Hollywood has been wrestling to come to grips with AI as it has risen in prominence in recent years, with artists looking to protect the integrity of their work and studios pushing to harness tech that could greatly slash expenses.
In one of the most recent developments to this ongoing debate, video game voice and motion capture actors signed a new contract with studios earlier this week that was heavily focused on securing AI consent and disclosure requirements. The new protections aim to allow performers to provide permission before studios can use an AI digital replica.
The deal comes after the SAG-AFTRA actors union and studios also reached an agreement in 2023 that included protection around the usage of AI in filmmaking.
Intellectual property owners, such as studios and music labels, have also faced a number of lawsuits related to AI training models.
Despite these pacts and legal battles, the Morgan Stanley analysts said in a note to clients that the nascent technology could still have potentialy "irreversible" effects on the entertainment business.
While television and film production costs are seen falling by as much as 30% thanks to AI, the advent of new tools for creators could upend what consumers watch, with the viewership of user-generated content eating into the output of traditional professionals, the analysts said.
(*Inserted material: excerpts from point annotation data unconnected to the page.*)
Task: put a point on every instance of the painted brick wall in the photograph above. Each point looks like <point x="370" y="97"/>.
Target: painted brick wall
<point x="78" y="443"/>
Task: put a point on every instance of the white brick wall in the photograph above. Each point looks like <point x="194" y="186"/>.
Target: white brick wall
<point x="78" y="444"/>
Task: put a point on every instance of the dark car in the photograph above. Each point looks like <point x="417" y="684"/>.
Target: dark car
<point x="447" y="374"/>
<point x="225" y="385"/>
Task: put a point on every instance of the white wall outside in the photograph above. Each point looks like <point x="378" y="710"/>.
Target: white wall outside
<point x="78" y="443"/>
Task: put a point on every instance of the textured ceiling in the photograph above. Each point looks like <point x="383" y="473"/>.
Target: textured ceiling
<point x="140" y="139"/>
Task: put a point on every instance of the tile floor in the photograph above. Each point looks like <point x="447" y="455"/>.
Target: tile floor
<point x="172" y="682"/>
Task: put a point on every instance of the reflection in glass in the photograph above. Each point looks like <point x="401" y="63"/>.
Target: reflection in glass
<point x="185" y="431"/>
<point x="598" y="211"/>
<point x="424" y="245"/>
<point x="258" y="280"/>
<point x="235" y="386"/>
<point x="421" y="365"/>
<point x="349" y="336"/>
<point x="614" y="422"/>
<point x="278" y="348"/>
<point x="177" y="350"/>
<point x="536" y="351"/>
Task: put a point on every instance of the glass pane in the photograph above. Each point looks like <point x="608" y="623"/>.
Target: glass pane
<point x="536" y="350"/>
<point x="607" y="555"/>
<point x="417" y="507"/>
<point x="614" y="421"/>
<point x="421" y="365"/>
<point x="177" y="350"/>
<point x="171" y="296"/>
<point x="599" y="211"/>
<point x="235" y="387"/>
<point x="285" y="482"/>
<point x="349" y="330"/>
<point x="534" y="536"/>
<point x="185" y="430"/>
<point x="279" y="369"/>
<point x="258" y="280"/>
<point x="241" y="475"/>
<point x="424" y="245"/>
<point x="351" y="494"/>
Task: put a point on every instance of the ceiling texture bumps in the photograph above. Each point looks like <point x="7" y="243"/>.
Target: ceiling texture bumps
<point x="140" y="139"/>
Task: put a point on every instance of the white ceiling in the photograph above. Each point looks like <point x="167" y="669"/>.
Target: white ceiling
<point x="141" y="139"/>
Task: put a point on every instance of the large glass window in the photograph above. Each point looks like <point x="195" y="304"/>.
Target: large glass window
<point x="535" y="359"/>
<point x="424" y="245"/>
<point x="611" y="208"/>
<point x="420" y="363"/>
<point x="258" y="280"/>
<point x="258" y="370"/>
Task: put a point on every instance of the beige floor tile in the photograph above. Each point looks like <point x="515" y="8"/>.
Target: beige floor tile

"Gen AI tools are coming to the entertainment industry," the strategists added, flagging that these have "the potential to be more than just another innovation, but rather fundamentally disrupt and transform the production and distribution of content."
With these trends in mind, the brokerage raised its price targets for Netflix (NASDAQ: NFLX ) and Spotify (NYSE: SPOT ) shares to $1,450 and $850, respectively, arguing that AI could help these businesses reach their "longer-term growth ambitions."
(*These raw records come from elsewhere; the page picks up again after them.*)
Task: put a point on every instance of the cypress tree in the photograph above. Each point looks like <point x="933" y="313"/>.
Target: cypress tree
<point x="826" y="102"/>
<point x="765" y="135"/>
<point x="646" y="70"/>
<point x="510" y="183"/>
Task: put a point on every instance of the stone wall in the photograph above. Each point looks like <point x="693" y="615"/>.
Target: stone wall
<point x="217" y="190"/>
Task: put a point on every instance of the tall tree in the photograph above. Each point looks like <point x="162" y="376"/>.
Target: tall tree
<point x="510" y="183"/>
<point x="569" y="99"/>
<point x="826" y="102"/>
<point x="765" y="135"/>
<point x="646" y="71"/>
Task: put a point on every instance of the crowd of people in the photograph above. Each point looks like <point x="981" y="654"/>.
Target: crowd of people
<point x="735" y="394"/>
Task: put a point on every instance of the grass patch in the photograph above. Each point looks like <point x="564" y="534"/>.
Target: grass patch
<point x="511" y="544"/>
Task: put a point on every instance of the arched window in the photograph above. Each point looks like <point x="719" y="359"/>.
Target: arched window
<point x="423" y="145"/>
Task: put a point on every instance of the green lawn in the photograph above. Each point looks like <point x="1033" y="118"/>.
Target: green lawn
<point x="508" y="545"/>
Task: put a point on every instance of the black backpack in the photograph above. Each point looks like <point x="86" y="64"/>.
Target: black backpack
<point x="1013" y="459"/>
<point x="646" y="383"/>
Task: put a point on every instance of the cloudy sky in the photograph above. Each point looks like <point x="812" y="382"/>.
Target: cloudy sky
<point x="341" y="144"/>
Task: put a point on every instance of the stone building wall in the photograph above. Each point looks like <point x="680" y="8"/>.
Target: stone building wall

At Netflix, they predicted that AI could allow the streaming giant to take its already-advanced recommendation engine "to the next level" and fuel an uptick in user engagement beyond the current rate of two hours per day. Netflix could also harness AI to bring advertisers "the best of brand advertising with targeting and attribution."
"Together, these kinds of innovations could help the company sustain double-digit top line growth for a decade with margins approaching 50% in 2030," the analysts said.
Meanwhile, AI can give music streaming service Spotify (NYSE: SPOT ) the ability to improve the personalization, curation and discovery of content, while also enhancing the value of its marketplace products for artists and labels, the analysts said.
They noted that the technology may bolster the pace of Spotify’s product development as well, taking the company into new ventures beyond music, podcasts and audiobooks and helping grow its geographic scope.
Alphabet (NASDAQ: GOOGL )-owned Google, through its YouTube offering, is also tipped to be a key beneficiary of AI’s possible transformation of entertainment, along with Facebook-parent Meta Platforms (NASDAQ: META ).
"[B]oth have released and/or are testing various image/video generation tools for creators and advertisers that could increase engagement and monetization," the Morgan Stanley analysts said.
They estimated that, for every 1% increase in each of these factors, 2027 revenues at YouTube and Meta would go up by about $1 billion and $5 billion, respectively.